Toutes les compagnies aériennes devraient-elles alors prévoir un arrêt à la pompe pour les vols long-courriers ? La concurrence commerciale s'en mêle et arbitre. Qui de British Airways, de Lufthansa ou d'Air France osera imposer une escale à mi-parcours vers la Chine ou le Japon alors que les passagers auront accès à des vols non stop ? Seules les compagnies du Golfe, basées dans cette région, peuvent se le permettre en offrant des tarifs et une qualité de service séduisants.
Fin des longs vols transpacifiques ou polaires
Le prix du baril va tourner une nouvelle page de l'histoire de l'aviation. Ce prédateur du transport aérien, il y a exactement dix ans, avait déjà cloué au sol le trop gourmand Concorde. Désormais, ce sont deux vols commerciaux prestigieux, les plus longs au monde, qui vont s'arrêter. Grâce à des Airbus A340-500, Singapore Airlines avait ouvert en 2004 des dessertes en vol continu de l'île-État vers Los Angeles d'une part, et New York-Newark d'autre part. Le baril était à 30 dollars contre plus de 100 aujourd'hui.
La première liaison - 14 100 kilomètres -, qui a été fermée le 22 octobre dernier, durait 16 heures à l'aller, mais jusqu'à 18 heures 20 au retour face aux vents dominants. Moins sensible aux jetstreams, le vol polaire Singapour-New York - 15 350 km - demandait en moyenne 18 heures. Le dernier est prévu le 23 novembre. La cabine des cinq Airbus A340 dédiés à ces dessertes avait été spécialement aménagée et ne comptait que 100 places (contre près de 300 normalement) uniquement en classe affaires.
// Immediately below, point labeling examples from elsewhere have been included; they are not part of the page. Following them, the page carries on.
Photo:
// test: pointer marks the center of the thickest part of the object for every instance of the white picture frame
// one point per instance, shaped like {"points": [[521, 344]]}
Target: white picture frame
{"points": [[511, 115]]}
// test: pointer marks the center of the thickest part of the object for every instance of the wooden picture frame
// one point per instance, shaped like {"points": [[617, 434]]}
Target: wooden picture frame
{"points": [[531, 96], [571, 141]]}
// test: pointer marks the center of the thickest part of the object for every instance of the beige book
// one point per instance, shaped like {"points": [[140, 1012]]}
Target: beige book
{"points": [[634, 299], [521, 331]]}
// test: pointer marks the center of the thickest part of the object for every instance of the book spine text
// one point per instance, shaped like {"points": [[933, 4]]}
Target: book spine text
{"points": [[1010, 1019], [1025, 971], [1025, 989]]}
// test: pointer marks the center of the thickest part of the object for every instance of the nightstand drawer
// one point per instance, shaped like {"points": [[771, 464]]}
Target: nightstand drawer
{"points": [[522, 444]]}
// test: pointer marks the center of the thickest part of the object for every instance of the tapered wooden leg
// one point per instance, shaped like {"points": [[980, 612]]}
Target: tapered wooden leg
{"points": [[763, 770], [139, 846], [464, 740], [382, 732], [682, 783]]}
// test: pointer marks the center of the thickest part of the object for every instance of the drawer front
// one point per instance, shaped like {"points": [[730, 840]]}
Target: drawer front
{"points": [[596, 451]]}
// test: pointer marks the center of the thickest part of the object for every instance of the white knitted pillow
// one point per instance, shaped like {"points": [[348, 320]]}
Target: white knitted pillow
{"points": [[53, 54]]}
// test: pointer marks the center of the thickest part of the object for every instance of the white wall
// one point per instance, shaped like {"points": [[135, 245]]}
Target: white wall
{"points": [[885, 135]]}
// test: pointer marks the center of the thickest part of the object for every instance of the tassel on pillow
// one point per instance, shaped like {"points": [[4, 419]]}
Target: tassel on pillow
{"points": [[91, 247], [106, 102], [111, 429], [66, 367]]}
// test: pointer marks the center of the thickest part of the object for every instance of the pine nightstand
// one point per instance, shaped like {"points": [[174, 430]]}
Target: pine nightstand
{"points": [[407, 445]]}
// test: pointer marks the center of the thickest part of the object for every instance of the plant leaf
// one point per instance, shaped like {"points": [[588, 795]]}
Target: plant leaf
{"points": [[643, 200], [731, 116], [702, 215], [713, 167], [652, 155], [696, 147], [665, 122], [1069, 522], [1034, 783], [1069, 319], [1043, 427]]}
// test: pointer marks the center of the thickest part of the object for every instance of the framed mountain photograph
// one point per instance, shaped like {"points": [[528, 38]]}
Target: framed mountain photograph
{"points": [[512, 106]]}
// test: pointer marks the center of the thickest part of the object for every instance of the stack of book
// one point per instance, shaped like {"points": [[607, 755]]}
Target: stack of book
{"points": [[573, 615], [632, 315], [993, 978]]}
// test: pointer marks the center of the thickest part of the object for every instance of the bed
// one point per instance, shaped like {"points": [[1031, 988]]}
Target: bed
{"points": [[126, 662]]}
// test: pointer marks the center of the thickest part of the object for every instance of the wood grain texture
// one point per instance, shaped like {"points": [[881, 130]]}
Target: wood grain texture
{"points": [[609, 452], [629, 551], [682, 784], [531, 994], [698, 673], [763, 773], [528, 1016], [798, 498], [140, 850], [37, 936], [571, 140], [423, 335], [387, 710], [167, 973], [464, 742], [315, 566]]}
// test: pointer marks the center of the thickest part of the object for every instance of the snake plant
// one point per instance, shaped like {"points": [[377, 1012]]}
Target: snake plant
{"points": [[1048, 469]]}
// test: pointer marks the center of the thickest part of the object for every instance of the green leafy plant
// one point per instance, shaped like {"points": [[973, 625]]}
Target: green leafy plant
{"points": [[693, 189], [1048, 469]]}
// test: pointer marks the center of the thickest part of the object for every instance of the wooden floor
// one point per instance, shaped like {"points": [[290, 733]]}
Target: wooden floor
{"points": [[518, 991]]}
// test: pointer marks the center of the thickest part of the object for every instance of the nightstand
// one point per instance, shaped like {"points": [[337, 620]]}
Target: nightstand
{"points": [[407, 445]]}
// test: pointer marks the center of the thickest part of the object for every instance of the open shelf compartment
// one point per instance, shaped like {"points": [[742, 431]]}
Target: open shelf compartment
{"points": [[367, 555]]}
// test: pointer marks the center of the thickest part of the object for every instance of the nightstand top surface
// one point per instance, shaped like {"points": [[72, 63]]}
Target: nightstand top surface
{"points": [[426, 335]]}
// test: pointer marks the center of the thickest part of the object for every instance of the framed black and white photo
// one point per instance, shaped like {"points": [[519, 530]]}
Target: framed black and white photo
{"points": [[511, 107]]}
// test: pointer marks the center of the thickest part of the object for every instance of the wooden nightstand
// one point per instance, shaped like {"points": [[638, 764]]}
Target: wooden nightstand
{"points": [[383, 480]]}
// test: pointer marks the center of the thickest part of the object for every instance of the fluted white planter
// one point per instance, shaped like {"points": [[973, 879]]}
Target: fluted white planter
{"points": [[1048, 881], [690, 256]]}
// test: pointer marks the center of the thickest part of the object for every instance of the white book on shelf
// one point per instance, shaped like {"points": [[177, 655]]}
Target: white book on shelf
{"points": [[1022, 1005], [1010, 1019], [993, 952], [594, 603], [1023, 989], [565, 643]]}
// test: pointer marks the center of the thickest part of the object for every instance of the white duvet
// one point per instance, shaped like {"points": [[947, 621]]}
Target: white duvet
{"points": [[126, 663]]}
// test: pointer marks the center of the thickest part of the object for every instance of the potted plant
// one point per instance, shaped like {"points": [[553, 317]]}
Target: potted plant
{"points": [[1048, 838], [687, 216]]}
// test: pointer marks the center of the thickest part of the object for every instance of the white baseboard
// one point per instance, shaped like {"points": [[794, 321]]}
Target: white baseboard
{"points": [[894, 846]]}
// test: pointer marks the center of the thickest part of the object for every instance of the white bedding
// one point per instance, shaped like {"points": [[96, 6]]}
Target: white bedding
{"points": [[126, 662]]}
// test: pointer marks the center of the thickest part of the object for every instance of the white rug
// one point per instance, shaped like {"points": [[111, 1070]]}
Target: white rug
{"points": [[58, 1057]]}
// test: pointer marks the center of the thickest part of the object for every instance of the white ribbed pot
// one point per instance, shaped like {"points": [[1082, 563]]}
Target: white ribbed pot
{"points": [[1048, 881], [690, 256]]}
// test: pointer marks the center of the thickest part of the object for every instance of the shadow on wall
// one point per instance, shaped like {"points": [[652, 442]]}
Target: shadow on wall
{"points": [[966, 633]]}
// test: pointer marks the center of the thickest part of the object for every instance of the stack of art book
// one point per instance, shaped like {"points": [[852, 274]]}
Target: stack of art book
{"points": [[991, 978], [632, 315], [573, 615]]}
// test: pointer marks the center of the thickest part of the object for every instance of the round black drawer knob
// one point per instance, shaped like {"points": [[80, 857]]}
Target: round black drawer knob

Les sièges-lits très larges permettaient de se reposer confortablement. Les avions étaient pleins, même avec des billets à plus de 5 000 euros.
Dans les deux cas, les passagers gagnaient cinq heures de voyage. Des dessertes de remplacement sont prévues, avec escale : Singapour-Tokyo-Los Angeles et Singapour-Francfort-New York en Airbus A380. Les plus longs vols autour du globe deviendront Sydney-Dallas (15 heures 10) avec l'australienne Qantas, et Atlanta-Johannesburg (16 heures 55) avec Delta.